The Nordic ministers signed the declaration ahead of what has been dubbed the most crucial set of climate negotiations since the Paris Agreement and at a time when human-made climate change is helping lead to climate extremes in every region all over the planet. Up-to-date research also shows that temperatures in the Arctic Region have risen four times faster than in the rest of the world over the past 30 years, with dramatic consequences such as the permafrost thawing and ice caps shrinking.
The Icelandic Presidency of the Nordic Council of Ministers took the initiative for a joint Nordic declaration on COP28, and the content was discussed at the latest meeting of the environment and climate ministers in Oslo on 1 November.
“The Nordic countries speak with one voice ahead of the climate negotiations, which sends an important signal to the outside world: We all see changes outside our front door, and we have a clear responsibility towards future generations. There is an urgent need for stepping up and make sure that we must at least live up to the Paris Agreement. It is up to us to make the decisions that can ensure a fair green transition on a global scale and we must pick up the pace,” says Iceland’s Minister of the Environment, Energy and Climate, Guðlaugur Þór Þórðarson.
It is up to us to make the decisions that can ensure a fair green transition on a global scale and we must pick up the pace.
From Nordic to global stocktake
At COP28, the countries of the world will take stock for the first time of global efforts to achieve the Paris Agreement goals. Called ’the global stocktake’, it will also serve as the basis for drawing up Nationally Determined Contributions (NDCs) for the period up to 2035.

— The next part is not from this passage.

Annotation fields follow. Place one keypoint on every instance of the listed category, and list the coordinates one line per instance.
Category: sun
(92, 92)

The Nordic countries have completed the “Nordic Stocktake – Pathways to Climate Neutrality” project, which takes stock of the Nordic Region’s joint journey towards becoming a climate-neutral region. The project lists specific instructions on where to take action to fulfil the climate-neutral ambitions. The ministers endorse those ideas in the declaration.
“Clean energy transition plays a vital role if we are to reach our climate goals and keep 1.5 degrees within reach. And we have the tools and resources to ensure that the transition also creates a society that is at least as attractive as the one we have today,” the minister adds.
We have the tools and resources to ensure that the transition also creates a society that is at least as attractive as the one we have today.